With halting, painful breathlessness, she told him where the keys were, both to the garage and the car, hidden in a box under her bed. The garage, she said, was at 122 County Road, tucked behind a house with a front porch with green posts.

“It’ll be abandoned, but the car should be safe. The garage is made of concrete and the door’s padlocked.”

“All right,” Daniel said again. He found the keys just where she’d said they were and pocketed both sets. Then he headed back into the living room and gazed down at the woman, who had fallen asleep, her mouth hanging open, her breath coming in slow, rasping breaths. The baby had stopped crying; her eyes were open, and for a second Daniel wondered if she was dead, but then he saw the faint rise and fall of her tiny chest.

He turned away from them both and went to get the car. It took him over an hour to find his way to County Road, and then walk along the side of it until he came to number 122. It was nearly midnight, the sky inky black, and he’d been gone for hours. He needed to get back to Sam and Jenny. He needed to get back with a car.

He walked around the clapboard farmhouse just as the woman had instructed and there was the garage, tucked behind, locked up tight and looking safe.

And now here he was, just past midnight, the garage unlocked and open, the car right in front of him and he had the keys in his hand, and it would be easy, soeasy, to get in that car and drive back to Sam and never think of that woman and her baby again. He clenches the car key in his fist, so that it bites into his palm, hard enough to hurt. He welcomes the pain because part of him can’t believe he’s willing to think this way. And not just think but do.
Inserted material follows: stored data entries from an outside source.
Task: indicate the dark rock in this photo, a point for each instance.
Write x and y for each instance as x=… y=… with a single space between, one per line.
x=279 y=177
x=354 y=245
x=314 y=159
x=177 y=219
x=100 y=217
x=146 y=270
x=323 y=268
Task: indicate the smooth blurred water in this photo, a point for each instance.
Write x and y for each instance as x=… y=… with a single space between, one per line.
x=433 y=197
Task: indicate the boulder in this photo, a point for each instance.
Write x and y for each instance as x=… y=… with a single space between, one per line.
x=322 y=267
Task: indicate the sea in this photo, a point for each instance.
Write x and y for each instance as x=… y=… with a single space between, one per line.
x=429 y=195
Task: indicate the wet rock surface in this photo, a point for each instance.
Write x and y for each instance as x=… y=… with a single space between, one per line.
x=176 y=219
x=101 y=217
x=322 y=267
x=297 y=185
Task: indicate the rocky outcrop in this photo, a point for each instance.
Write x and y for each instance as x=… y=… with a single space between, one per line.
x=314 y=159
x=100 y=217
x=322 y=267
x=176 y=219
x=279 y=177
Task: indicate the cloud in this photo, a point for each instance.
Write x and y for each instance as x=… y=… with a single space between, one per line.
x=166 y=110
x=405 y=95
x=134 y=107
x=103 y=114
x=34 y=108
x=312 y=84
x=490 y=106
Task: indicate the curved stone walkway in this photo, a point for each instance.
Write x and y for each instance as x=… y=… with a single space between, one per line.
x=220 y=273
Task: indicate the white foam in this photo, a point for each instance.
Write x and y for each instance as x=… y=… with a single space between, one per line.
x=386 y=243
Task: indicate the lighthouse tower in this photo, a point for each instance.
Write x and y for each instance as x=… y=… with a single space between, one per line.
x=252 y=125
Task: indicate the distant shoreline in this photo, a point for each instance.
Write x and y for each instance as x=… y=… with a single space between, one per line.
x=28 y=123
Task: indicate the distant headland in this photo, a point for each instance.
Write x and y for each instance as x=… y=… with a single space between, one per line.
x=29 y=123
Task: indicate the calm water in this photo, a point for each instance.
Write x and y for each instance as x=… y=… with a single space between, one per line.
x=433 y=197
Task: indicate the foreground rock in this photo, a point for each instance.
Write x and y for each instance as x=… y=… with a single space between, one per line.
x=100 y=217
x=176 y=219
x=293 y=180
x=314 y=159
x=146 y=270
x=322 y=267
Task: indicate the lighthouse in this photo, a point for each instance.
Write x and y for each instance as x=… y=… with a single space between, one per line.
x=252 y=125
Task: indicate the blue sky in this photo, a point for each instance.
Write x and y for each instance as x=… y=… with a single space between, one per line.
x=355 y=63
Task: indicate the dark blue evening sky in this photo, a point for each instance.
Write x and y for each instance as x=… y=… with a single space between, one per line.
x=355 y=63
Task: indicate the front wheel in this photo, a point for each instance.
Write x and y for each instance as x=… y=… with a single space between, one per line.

He’s going to do it. He’s going to take—steal—this car and drive back to Sam. He’s going to condemn this woman and her innocent baby to death.

“They’d be dead anyway,” he mutters, but the words soundpetulant and frightened even to his own ears. They aren’t dead now.

A shuddering breath escapes him as he loads the gas into the trunk, and then slides into the driver’s seat. He rests his hands on the steering for a few minutes and just breathes. Then, steeling himself, he puts the key into the ignition; the car starts with a cough and then the engine turns over. Daniel reverses out of the garage and heads back down County Road, toward the ranch house where he left Sam and Jenny.